The public service loan forgiveness program is one of several avenues of relief still available to many people with student debt.

Other sources for borrowers include: false certification, borrower defense, school closed, total/permanent disability discharges, and alternative repayment programs such as income-based repayment.

Budget for inflation

Inflation has slowed from its peak, but the cost of many goods and services remains high: a loaf of bread that cost $1.54 in December 2020 sold for $2.02 at the end of last year, according to the Bureau of Statistics. Labor.

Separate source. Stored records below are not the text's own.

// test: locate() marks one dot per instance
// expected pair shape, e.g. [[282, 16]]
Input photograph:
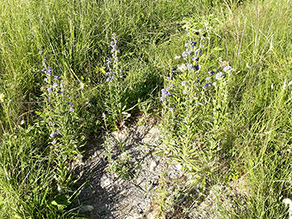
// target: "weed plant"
[[219, 71]]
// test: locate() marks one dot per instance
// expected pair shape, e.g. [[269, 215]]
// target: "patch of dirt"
[[126, 180]]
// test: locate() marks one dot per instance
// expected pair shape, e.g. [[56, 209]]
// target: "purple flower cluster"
[[46, 68], [115, 49], [193, 47], [164, 94]]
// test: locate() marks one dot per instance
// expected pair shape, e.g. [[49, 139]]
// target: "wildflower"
[[55, 85], [288, 202], [49, 72], [55, 133], [163, 91], [182, 67], [183, 83], [197, 32], [190, 66], [2, 97], [186, 53], [108, 61], [227, 68], [110, 79], [219, 75]]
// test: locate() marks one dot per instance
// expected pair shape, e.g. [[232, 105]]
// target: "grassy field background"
[[58, 90]]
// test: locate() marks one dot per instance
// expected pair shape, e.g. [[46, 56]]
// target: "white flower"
[[1, 97]]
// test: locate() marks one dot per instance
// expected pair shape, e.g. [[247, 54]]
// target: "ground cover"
[[215, 76]]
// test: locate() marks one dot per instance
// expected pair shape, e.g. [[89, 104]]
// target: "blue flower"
[[49, 72], [227, 68], [197, 67], [110, 78], [219, 75], [184, 83], [185, 91]]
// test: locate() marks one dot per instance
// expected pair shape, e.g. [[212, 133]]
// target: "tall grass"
[[240, 133]]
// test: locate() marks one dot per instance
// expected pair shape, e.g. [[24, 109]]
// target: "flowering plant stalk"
[[195, 106], [60, 119]]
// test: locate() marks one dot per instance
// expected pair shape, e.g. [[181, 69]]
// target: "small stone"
[[105, 181]]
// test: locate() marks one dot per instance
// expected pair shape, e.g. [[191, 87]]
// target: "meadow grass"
[[237, 128]]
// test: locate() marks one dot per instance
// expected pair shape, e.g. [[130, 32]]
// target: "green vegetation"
[[216, 73]]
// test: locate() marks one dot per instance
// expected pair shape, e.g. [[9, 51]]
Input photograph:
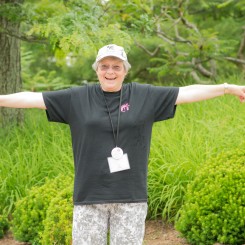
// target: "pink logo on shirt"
[[125, 107]]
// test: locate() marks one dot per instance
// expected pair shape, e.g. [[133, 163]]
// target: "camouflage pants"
[[124, 221]]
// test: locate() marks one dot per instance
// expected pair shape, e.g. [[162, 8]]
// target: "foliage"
[[58, 223], [189, 42], [29, 154], [32, 210], [4, 225], [214, 205], [180, 146]]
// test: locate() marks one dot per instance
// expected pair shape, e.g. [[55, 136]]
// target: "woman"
[[111, 125]]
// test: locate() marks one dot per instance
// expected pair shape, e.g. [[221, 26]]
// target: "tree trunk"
[[10, 67]]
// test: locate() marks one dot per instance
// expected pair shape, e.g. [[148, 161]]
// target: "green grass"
[[181, 145], [40, 149], [29, 154]]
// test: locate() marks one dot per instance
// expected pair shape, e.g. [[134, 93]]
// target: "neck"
[[112, 90]]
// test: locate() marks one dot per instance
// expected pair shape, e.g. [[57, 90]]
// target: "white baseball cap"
[[114, 51]]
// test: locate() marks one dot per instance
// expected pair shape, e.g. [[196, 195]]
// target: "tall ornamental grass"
[[39, 149], [181, 145], [29, 154]]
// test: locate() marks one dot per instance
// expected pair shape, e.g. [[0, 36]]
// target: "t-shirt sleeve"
[[164, 99], [58, 105]]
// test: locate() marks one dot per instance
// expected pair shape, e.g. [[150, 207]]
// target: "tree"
[[74, 27], [10, 66], [188, 40]]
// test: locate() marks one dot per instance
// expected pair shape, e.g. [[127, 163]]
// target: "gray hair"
[[126, 65]]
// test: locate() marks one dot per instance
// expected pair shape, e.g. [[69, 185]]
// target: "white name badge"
[[117, 165]]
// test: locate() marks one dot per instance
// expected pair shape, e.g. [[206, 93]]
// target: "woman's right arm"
[[23, 100]]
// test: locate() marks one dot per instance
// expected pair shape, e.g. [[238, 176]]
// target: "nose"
[[110, 70]]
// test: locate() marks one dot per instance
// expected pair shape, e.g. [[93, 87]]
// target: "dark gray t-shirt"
[[84, 109]]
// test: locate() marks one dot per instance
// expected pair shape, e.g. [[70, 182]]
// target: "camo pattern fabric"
[[124, 221]]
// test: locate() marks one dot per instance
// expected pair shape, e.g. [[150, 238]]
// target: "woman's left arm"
[[194, 93]]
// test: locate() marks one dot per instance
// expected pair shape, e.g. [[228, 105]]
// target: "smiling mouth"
[[110, 78]]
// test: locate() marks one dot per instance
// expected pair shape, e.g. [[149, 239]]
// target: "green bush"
[[4, 225], [214, 209], [58, 223], [30, 211]]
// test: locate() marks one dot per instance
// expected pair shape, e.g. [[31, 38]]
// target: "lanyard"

The median rent for a property with up to two bedrooms increased from $1,424 at the end of 2020 to $1,713 at the end of last year, according to realtor.com.

Since the pandemic, some monthly service providers have become more open to negotiating bills, whether it's utilities, phone service, cable, internet or auto insurance.

Making these calls can result in significant savings, according to Kia McCallister-Young, director of America Saves.

If a supplier is competitive with other companies, there are greater chances of obtaining a discount, the expert added.